A bill in the North Dakota Senate would require oil companies to pay taxes and royalties on a portion of natural gas that is flared, a move supporters say would stop them from wasting a natural resource.

Sen. Tim Mathern, D-Fargo, proposes to charge taxes and royalties on flared natural gas on wells that have been flaring for more than one year. Mathern, who has introduced similar legislation in previous sessions, said Friday his plan is a “pragmatic” approach to increase gas capture rates.

The North Dakota Petroleum Council opposed the bill, telling the Senate Energy and Natural Resources Committee that the solution to reducing flaring is to encourage more investment in pipelines, natural gas processing plants and other infrastructure.

“The solution to capturing more of this resource does not lie in taxes and penalties,” said Ron Ness, president of the industry group.

Flared natural gas volumes reached record highs in 2018 due to growing volumes of natural gas production and inadequate pipeline and processing capacity plant capacity.

Operators burned off an average of 527 million cubic feet per day of natural gas in November, or 21 percent of all gas produced. There were no taxes assessed that month on flared natural gas, according to Tax Commissioner Ryan Rauschenberger.

Andrew Alexis Varvel, of Bismarck, testified in support of the bill, comparing flaring to burning money.

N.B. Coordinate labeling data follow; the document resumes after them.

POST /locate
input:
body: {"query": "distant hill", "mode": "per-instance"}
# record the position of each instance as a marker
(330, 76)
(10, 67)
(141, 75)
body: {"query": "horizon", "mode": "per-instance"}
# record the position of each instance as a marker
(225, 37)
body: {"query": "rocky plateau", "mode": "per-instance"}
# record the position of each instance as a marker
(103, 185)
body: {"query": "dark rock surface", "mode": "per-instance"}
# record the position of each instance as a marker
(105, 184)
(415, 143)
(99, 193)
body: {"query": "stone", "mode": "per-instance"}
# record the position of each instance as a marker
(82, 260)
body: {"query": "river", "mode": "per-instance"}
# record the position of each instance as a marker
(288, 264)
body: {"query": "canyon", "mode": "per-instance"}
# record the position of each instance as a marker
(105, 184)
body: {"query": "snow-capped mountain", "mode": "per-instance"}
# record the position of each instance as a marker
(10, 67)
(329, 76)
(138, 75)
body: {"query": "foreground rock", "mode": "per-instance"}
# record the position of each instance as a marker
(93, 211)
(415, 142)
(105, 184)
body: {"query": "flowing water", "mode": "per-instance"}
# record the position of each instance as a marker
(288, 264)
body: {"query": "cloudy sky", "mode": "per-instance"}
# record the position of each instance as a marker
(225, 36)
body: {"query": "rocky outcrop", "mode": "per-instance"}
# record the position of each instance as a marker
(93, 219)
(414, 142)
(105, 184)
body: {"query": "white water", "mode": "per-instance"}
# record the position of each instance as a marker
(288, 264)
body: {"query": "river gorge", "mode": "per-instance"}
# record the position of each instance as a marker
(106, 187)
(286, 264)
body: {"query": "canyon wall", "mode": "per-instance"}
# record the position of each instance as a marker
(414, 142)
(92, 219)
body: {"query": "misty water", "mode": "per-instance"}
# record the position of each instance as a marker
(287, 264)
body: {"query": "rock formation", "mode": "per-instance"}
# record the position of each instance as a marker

“In my point of view, refusing to tax flared gas is really stealing,” Varvel said.

The Dakota Resource Council supports the bill because it ensures royalty owners and taxpayers are paid for wasted natural gas, testified Scott Skokos, the group’s executive director.


Scott Skokos, executive director of the Dakota Resource Council, testifies Friday in support of a bill that seeks to reduce natural gas flaring by charging taxes and royalties on flared gas.

“This is a one-time harvest after all,” Skokos told committee members.

Mathern said the intent of his bill is to assess taxes and royalties on all wells that have been flaring for more than one year, not just wells drilled after the effective date of the bill.

MineralTracker, a Watford City firm that audits and tracks mineral income for royalty owners, estimated the impact of the proposal if it had been in place in 2018. Royalty owners would have received increased revenue of nearly $18 million and the state would have received nearly $4 million in additional tax revenue, said Joel Brown, co-founder of the firm.

Brown testified in opposition to the bill, telling committee members it would have unintended consequences for royalty owners by deterring drilling in fringe areas of the Bakken where wells are less productive.

In addition, Brown said the potential gain in natural gas royalty revenue “pales in comparison” to oil production that is restricted due to companies working to meet gas capture goals.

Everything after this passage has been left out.